Patrick Juvet est né à Montreux en 1950 et a grandi à La Tour-de-Peilz, un petit village suisse. Sa mère est une élue parlementaire ; son père possède un magasin qui vend des radios et des télévisions, où Patrick écoute religieusement la pop américaine de l’époque, avec une prédilection pour la soul et le rhythm and blues, notamment The Platters. À l’âge de six ans, ses parents le font entrer au conservatoire de Lausanne, où il apprend le piano, qui va devenir son instrument de prédilection. Il en sort avec le premier prix. Déjà l’ambiance étriquée de son village, son amour sans bornes pour une mère avare de tendresse et ses rêves grandissants de célébrité l’incitent à fuir la Suisse, comme il le déclarait au site L’Illustré : « Enfant, je voulais être connu. En lisant Salut les copains, je me suis dit vers l’âge de quatorze ans, alors que je composais déjà : je serai dedans, célèbre ou gigolo, mais je ne travaillerai jamais. Ce n’est pas un travail, ce que je fais. »1
Il a dix-huit ans, il est grand et mince, il a le visage d’un ange, une allure unisexe accentuée par de longs cheveux blonds qui lui valent d’être repéré par une agence allemande de mannequins.
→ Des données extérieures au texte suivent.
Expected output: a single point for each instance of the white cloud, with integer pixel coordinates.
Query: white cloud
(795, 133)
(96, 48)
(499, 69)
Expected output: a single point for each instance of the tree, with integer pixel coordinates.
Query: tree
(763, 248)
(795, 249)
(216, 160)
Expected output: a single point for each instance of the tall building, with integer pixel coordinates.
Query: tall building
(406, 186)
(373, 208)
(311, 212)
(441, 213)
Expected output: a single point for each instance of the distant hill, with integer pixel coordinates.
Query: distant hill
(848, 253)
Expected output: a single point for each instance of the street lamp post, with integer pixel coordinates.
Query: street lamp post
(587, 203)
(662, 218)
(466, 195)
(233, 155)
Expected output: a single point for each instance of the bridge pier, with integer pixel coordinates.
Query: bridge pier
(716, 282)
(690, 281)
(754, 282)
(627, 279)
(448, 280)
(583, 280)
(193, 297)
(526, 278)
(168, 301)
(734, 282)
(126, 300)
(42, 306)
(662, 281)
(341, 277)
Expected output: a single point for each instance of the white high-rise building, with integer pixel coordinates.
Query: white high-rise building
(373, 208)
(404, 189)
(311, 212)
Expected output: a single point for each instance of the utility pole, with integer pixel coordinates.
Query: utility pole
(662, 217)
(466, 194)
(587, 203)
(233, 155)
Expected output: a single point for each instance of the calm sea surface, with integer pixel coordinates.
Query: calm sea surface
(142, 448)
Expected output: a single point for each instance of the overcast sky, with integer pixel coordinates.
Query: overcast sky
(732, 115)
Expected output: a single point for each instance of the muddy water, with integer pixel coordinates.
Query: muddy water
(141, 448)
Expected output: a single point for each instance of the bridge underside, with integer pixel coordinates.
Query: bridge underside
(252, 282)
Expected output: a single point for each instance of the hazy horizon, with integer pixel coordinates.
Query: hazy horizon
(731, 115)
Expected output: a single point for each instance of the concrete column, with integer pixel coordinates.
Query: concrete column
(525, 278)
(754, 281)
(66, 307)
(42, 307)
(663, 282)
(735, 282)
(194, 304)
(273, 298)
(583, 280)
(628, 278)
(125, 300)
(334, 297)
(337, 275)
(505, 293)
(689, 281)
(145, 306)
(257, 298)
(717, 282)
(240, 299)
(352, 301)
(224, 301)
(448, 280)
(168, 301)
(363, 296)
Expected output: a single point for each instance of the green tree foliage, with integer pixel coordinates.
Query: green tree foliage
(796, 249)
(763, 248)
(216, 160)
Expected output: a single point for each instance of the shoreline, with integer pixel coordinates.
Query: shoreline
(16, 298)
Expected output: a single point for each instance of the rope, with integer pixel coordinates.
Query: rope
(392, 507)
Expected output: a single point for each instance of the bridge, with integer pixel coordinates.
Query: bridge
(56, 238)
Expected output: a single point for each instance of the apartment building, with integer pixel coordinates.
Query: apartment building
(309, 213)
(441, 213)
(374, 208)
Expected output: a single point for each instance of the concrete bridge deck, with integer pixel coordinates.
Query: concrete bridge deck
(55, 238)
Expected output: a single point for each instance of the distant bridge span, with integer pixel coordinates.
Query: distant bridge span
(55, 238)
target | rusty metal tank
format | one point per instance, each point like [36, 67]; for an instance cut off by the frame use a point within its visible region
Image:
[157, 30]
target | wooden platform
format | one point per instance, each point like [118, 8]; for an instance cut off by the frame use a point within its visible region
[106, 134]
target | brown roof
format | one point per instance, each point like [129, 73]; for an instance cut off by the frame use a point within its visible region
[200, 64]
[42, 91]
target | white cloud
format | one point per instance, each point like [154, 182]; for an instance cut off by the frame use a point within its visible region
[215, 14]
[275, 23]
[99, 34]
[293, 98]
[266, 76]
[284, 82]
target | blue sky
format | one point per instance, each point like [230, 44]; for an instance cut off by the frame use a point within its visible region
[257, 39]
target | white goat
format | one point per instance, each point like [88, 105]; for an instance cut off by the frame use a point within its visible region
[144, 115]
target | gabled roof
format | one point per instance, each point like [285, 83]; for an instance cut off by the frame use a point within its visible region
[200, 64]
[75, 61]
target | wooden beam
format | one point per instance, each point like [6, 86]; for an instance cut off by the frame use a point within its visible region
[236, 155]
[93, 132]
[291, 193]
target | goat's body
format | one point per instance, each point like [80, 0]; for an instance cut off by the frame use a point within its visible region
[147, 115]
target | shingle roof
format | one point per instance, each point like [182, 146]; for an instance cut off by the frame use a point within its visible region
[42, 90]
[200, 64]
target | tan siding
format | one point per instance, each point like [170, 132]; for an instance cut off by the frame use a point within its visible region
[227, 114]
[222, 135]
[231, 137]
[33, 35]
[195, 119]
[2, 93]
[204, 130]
Ce n’est pas suffisant pour celui qui veut devenir célèbre, et surtout faire de la musique et chanter. Il arrive à Paris en 1970, rencontre Eddie Barclay qui signe « Romantiques pas morts », un premier single qui ne connaît pas le succès qu’il aurait mérité, mais pose les bases du « son Juvet », avec ses mélodies nostalgiques, son piano feutré, son groove façon blue-eyed soul et sa voix androgyne fascinante.
Barclay, peu commode, veille au grain et le menace de le renvoyer en Suisse si son prochain single n’est pas un tube. Juvet abandonne ses velléités de compositeur exigeant et se lance dans la pop post-yéyé, façonnée pour les hit-parades de l’époque. « J’ai compris qu’il fallait faire dans la mouvance du moment. À cette époque, le soir, je m’asseyais au piano avec un coup de rouge et hop, ça venait tout seul. Souvent c’étaient des tubes. » Rentré dans le rang de la variété naïve de l’époque, il écrit « La Musica », qui s’écoule à plus d’un million et demi d’exemplaires, compose pour Claude François « Le lundi au soleil », puis enchaîne les succès avec « Je vais me marier, Marie » (chanson avec laquelle il représente la Suisse à l’Eurovision de 1973), « Sonia », « Toujours du cinéma », « Rappelle-toi minette »… Des rengaines faciles et grand public qui lui ouvrent le cœur des adolescentes, le magazine Salut les copains, où il apparaît en poster central, et toutes les émissions de variétés. Juvet est alors, comme il le dit lui-même, « un chanteur à minettes » ; une position qui lui apporte succès et argent, mais ne le satisfait pas artistiquement. Il est persuadé, à raison, qu’il mérite mieux. Mais surtout, la notoriété le fait entrer dans un cercle vicieux – alcool, drogue et fêtes à foison – dont il ne sortira jamais.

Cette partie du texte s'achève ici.